No two server makes and models are identical, so predicted_time_costs
directive lets you configure the costs for the model above. For convenience, they are
integers, counted in nanoseconds. (The limit in max_predicted_time is counted
in milliseconds, and having to specify cost values as 0.000128 ms instead of 128 ns
is somewhat more error prone.) It is not necessary to specify all 4 costs at once,
as the missed one will take the default values. However, we strongly suggest
to specify all of them, for readability.
Example:
predicted_time_costs = doc=128, hit=96, skip=4096, match=128
12.4.44. shutdown_timeout
searchd --stopwait wait time, in seconds.
Optional, default is 3 seconds.
Added in 2.2.1-beta.
When you run searchd --stopwait your daemon needs to perform some
activities before stopping like finishing queries, flushing RT RAM chunk,
flushing attributes and updating binlog. And it requires some time.
searchd --stopwait will wait up to shutdown_time seconds for daemon to
finish its jobs. Suitable time depends on your index size and load.
Example:
shutdown_timeout = 5 # wait for up to 5 seconds
12.4.45. ondisk_attrs_default
Instance-wide defaults for ondisk_attrs
directive. Optional, default is 0 (all attributes are loaded in memory). This
directive lets you specify the default value of ondisk_attrs for all indexes
served by this copy of searchd. Per-index directives take precedence, and will
overwrite this instance-wide default value, allowing for fine-grain control.
12.4.46. query_log_min_msec
Limit (in milliseconds) that prevents the query from being written to the query log.
Optional, default is 0 (all queries are written to the query log).

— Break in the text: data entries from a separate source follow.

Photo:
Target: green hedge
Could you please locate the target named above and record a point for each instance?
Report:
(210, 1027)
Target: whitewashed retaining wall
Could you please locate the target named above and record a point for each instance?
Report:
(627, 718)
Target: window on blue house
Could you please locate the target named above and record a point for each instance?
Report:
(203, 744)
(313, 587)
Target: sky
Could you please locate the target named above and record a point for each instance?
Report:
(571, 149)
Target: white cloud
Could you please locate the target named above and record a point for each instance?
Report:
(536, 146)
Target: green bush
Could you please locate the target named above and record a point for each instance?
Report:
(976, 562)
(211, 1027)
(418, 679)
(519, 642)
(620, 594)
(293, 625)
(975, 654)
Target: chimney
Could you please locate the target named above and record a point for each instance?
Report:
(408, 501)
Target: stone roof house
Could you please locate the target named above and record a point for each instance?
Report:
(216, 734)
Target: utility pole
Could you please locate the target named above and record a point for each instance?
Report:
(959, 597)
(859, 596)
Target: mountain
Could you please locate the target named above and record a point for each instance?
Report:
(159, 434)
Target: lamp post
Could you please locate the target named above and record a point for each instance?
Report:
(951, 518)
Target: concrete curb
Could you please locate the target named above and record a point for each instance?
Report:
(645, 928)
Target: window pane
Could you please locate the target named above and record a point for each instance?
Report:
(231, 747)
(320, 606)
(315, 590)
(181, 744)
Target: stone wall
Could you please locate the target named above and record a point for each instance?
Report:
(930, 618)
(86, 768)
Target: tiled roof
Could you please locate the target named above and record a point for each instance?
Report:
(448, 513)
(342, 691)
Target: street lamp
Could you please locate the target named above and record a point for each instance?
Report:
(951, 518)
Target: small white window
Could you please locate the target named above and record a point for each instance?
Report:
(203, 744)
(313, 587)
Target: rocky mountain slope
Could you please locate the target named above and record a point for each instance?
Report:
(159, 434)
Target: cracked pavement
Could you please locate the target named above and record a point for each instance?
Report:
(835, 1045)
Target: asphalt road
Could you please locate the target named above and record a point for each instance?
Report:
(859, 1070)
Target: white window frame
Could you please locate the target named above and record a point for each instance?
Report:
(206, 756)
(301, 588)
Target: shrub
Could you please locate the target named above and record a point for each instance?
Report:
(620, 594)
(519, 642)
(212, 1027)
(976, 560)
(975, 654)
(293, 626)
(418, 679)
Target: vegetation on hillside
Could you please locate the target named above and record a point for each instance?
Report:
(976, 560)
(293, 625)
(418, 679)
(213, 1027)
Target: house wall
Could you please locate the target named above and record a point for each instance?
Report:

This directive
specifies that only queries with execution times that exceed the specified limit will be logged.
12.4.47. agent_connect_timeout
Instance-wide defaults for agent_connect_timeout parameter.
The last defined in distributed (network) indexes.
12.4.48. agent_query_timeout
Instance-wide defaults for agent_query_timeout parameter.
The last defined in distributed (network) indexes, or also may be overrided per-query using OPTION clause.
12.4.49. agent_retry_count
Integer, specifies how many times sphinx will try to connect and query remote agents in distributed index before reporting
fatal query error. Default is 0 (i.e. no retries). This value may be also specified on per-query basis using
'OPTION retry_count=XXX' clause. If per-query option exists, it will override the one specified in config.
12.4.50. agent_retry_delay
Integer, in milliseconds. Specifies the delay sphinx rest before retrying to query a remote agent in case it fails.
The value has sense only if non-zero agent_retry_count
or non-zero per-query OPTION retry_count specified. Default is 500. This value may be also specified
on per-query basis using 'OPTION retry_delay=XXX' clause. If per-query option exists, it will override the one specified in config.